Some Democratic political activists who support her rivals have argued Schrier may appeal more to Seattle Democrats and national consultants than voters in more conservative stretches of the 8th District, such as Ellensburg and Wenatchee.

Aaron Schuler, chair of the 47th Legislative District Democrats who have endorsed Hader, said outside of the Seattle and Eastside suburbs, Schrier is viewed as “too liberal” though he said the view was impressionistic and “hard to put a specific finger on.”

Schrier’s supporters dismiss those criticisms and point out she’s been living in the 8th District for nearly two decades while Hader and Rittereiser recently moved back to run for office.

With the backing of Democratic power brokers, Schrier has outpaced rival Democrats in fundraising and has led in primary polls.

“She is able to tell a really personal story that gets to why she is doing this. That kind of connection makes her incredibly viable,” said Lucinda Guinn, vice president of campaigns for EMILY’s List, the influential women’s political group that endorsed Schrier and has spent more than $200,000 on mailings to support her.
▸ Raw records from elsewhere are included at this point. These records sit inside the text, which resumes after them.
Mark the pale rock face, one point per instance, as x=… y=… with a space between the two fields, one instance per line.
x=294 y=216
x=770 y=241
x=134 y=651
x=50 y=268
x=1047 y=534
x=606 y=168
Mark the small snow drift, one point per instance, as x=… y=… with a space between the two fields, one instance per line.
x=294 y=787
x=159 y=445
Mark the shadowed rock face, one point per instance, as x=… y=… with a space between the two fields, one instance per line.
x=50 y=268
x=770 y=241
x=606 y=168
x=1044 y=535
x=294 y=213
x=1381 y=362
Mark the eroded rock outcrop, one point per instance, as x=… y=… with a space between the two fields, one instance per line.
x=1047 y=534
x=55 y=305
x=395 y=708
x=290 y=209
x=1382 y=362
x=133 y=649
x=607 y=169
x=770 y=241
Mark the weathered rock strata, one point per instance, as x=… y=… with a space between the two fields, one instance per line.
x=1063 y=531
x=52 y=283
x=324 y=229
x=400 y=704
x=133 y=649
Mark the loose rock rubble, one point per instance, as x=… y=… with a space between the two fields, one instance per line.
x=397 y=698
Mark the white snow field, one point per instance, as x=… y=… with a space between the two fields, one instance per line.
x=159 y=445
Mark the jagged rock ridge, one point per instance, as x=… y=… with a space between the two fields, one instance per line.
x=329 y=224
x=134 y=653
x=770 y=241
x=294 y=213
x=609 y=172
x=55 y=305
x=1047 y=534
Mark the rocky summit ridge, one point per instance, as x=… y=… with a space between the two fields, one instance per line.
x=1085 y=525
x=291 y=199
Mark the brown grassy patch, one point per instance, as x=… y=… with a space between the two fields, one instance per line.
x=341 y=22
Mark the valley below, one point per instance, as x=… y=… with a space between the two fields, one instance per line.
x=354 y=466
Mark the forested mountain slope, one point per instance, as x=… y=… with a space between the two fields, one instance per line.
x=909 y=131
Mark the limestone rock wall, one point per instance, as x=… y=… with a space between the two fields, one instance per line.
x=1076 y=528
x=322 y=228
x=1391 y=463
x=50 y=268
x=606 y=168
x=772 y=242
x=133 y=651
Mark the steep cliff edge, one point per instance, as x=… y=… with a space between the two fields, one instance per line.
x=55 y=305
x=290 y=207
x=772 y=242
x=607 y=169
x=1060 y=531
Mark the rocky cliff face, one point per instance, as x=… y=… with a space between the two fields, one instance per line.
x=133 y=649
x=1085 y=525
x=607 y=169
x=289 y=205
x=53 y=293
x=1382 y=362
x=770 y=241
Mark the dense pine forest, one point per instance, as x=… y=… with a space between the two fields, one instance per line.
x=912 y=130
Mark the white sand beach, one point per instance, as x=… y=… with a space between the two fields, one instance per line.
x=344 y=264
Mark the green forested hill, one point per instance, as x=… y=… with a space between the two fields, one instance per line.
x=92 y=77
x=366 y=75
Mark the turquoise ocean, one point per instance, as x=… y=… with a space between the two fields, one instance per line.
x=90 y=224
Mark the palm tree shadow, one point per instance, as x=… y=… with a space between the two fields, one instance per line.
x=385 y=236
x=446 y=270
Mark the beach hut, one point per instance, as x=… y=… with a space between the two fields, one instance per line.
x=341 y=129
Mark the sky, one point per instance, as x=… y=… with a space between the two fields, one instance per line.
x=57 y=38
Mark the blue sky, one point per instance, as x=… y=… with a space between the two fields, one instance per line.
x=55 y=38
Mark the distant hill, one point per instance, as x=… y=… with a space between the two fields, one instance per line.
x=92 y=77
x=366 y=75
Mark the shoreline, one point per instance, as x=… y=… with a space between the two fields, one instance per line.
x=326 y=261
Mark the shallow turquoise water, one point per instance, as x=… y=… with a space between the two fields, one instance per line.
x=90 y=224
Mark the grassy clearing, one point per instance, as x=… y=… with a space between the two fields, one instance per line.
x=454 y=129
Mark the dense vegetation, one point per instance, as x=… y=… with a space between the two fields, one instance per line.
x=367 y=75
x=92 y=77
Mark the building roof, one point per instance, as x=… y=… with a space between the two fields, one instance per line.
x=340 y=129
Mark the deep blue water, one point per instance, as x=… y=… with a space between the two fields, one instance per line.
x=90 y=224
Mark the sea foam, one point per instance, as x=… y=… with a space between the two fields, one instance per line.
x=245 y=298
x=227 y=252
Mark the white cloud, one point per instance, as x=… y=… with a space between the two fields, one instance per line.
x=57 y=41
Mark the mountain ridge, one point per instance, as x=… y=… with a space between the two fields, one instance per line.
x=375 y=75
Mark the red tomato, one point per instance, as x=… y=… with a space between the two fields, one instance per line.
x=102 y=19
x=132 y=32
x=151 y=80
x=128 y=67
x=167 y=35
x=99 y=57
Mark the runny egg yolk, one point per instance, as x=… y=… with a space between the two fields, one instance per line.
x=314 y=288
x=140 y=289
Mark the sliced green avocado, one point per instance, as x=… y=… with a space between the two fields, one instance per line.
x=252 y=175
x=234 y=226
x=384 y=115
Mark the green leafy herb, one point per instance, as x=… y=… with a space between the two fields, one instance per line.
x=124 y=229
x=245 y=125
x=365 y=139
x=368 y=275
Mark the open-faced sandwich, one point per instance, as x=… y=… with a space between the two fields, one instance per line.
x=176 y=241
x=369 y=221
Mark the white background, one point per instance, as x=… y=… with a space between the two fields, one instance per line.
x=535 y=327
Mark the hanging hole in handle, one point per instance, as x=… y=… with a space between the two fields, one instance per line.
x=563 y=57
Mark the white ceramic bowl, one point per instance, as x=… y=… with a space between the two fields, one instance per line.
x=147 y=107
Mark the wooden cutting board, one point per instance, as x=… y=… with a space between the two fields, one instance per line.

In a late twist in the race, Hader, the other doctor in the contest, has tried to portray Schrier as opposed to mandatory vaccinations.

Mailers from Hader’s campaign point to a March campaign forum in which Schrier held up a flash card indicating she disagreed with the government requiring mandatory vaccinations for children. After opponents criticized her, Schrier said she had misunderstood the question and has put out statements saying she is for requiring vaccinations and has administered 100,000 herself. Her campaign has called Hader’s fliers dishonest and desperate.

“It kind of drives me nuts because I am such a champion for vaccines,” Schrier said earlier this month. “They’re making me out to be a quack or something.”